第1話 出会う

「やめー!!!!!」


その大声に兵士たちの足は止まり野次馬のひそひそ声も止まる。

俺は声の聞こえた方向を向く。そこには3人の人がいた。


ゆう「…なるほど。噂は本当らしいな」


?「えーと、君が追われてた人?」


そのうちの1人…格好的にスーツにネクタイだし執事とかそこらへんか?外交官っていうのも…。

いや。『あいつ』のキャラ的に執事か。


ゆう「高崎 優太っていうんだ。初めまして…か?」


?「うん。そうだね…。俺らは全員初対面のはずだよ。初めまして!っていうかようこそ!『赤羽の王国』へ!俺はあの城…『赤羽城』で執事長をやってる赤城 明日香っていいます!」


やっぱり名前は同じだな…。

これは、確定か。


明日香「そんで!」


明日香が後ろに手をやる。

そこにはまだ一言も話していない2人が立っている。
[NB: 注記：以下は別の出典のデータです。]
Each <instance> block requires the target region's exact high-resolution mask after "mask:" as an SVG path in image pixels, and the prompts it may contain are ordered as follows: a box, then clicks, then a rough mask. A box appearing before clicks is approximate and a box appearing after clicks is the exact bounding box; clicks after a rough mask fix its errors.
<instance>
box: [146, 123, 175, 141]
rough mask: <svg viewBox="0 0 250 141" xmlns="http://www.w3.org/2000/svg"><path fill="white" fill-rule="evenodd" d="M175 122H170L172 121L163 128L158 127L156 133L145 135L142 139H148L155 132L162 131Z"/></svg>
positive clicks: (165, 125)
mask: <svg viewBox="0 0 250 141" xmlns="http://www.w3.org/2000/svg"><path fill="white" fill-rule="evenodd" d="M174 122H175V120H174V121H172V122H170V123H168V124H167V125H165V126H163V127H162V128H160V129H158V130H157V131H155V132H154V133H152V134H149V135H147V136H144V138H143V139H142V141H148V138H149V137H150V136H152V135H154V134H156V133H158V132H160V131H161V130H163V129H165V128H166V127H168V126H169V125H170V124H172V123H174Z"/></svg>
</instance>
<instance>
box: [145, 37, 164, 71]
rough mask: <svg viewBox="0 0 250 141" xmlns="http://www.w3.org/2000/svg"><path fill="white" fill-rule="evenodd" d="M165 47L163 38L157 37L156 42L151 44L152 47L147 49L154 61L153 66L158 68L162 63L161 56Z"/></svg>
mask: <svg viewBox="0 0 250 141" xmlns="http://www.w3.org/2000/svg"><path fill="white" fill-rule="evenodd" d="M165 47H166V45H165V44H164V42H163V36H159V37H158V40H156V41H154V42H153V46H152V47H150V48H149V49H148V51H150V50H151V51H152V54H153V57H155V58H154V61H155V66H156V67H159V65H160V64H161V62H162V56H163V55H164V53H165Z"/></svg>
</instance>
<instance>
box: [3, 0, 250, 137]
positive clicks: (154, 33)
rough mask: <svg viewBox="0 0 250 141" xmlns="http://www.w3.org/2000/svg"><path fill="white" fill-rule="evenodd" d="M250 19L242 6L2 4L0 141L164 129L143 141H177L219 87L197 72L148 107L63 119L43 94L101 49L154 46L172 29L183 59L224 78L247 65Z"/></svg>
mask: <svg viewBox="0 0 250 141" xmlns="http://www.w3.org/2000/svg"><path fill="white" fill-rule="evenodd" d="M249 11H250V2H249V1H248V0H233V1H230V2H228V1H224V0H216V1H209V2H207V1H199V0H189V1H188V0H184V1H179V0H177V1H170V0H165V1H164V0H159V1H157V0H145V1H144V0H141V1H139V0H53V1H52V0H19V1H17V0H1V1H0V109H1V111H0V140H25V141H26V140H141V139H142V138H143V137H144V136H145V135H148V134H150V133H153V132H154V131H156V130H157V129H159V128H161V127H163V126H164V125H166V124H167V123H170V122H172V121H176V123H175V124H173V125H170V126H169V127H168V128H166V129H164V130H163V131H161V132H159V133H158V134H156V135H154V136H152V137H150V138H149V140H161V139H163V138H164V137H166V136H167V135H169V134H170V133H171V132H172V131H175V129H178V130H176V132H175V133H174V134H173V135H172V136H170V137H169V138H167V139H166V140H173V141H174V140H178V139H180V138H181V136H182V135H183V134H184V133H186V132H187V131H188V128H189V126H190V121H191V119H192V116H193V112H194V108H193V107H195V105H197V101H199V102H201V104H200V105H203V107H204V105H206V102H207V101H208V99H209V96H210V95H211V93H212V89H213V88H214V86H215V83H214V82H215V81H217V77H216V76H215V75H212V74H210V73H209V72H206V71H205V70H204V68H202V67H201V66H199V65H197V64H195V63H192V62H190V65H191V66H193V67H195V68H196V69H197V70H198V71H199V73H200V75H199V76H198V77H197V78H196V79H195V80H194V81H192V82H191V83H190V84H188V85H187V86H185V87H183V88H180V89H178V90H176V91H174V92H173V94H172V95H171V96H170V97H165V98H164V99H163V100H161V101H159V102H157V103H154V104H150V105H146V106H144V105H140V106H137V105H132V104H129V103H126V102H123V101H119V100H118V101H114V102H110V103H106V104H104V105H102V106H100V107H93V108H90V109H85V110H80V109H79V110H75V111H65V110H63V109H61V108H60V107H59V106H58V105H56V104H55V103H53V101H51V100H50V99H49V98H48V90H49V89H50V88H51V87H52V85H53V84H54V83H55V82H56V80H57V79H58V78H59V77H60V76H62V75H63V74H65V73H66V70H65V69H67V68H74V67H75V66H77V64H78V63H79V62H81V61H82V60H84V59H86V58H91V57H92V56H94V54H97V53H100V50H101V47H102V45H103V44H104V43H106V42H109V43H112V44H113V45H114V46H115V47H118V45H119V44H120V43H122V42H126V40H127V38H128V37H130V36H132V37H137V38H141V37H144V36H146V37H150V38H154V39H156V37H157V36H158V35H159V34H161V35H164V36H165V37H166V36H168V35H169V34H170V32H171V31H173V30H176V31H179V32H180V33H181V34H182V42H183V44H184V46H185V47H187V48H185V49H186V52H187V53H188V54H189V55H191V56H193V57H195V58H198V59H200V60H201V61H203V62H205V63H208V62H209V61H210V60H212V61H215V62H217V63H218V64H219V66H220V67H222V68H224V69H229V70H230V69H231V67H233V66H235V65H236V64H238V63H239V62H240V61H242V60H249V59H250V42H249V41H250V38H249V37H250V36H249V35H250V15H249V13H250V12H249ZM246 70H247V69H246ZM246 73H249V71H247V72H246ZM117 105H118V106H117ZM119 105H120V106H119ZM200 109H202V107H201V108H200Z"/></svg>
1人はニコニコと、もう1人は無愛想にこっちを見ている。


明日香「むすってしてるほうが芳香 龍。大臣をしてるんだ」


龍「…よろしく」


ゆう「あぁ。よろしく」


っていうかここの国、兵士がしっかりしてるのか国自体が緩いのか…。国王の顔が見てみたいな!


?「そんでそんで俺がこの国の国王!瀧川 翠!」


…目の前にいた。


ゆう「お、おう。よろしくな」


翠「うん!…で、この国に何の用?不法侵入したからには…それなりの用があるんだよね?」


国王である翠の顔に影が入る。

__なるほど。この国が『狂気の王国』と呼ばれているのも納得がつく。さっきと3人を取り巻く雰囲気が違う。

…いや変わりすぎだろ!?めっっっっちゃ重くなったな!?俺なんかしたか!?…いや待てしたな。


ゆう「あーまー落ち着け!俺はお前らに用事があってきた!だけどここじゃいろいろ目が合って話すにも話せない!だからとりあえず!俺に入国許可証をくれ!」


3人はポカンと俺を見ていた…。


ーーーーーーーーーーーーーーーーーーーーーーーーーーーーーー


俺は出された紅茶を一気に飲み干し喉の渇きを潤す。


明日香「飲むね〜。お代わりいる?」


ゆう「頼む!喉乾いてんだ!」


俺はティーカップを明日香に渡す。

龍も飲み終わっていたのか無言でカップを手渡す。明日香はそれに苦笑いしながらもそれを受け取りキッチンらしきところへ消えていく。


翠「うーん!天気がいいよね今日は!で、何の用だったの?」


ゆう「む…そういえばまだ話してないか。あー…とだな…。お願いだ…俺をお前らの弟子にしてくれ!」


俺はそう言って机に手を付き土下座まがいの事をする。

下を向いてるからわからないが音的に2人とも驚いているだろう。龍は持っていたナイフを床に落とし、翠は持っていたティーカップを皿の上に落とす。中身もなく割れてもいないのが幸いだ。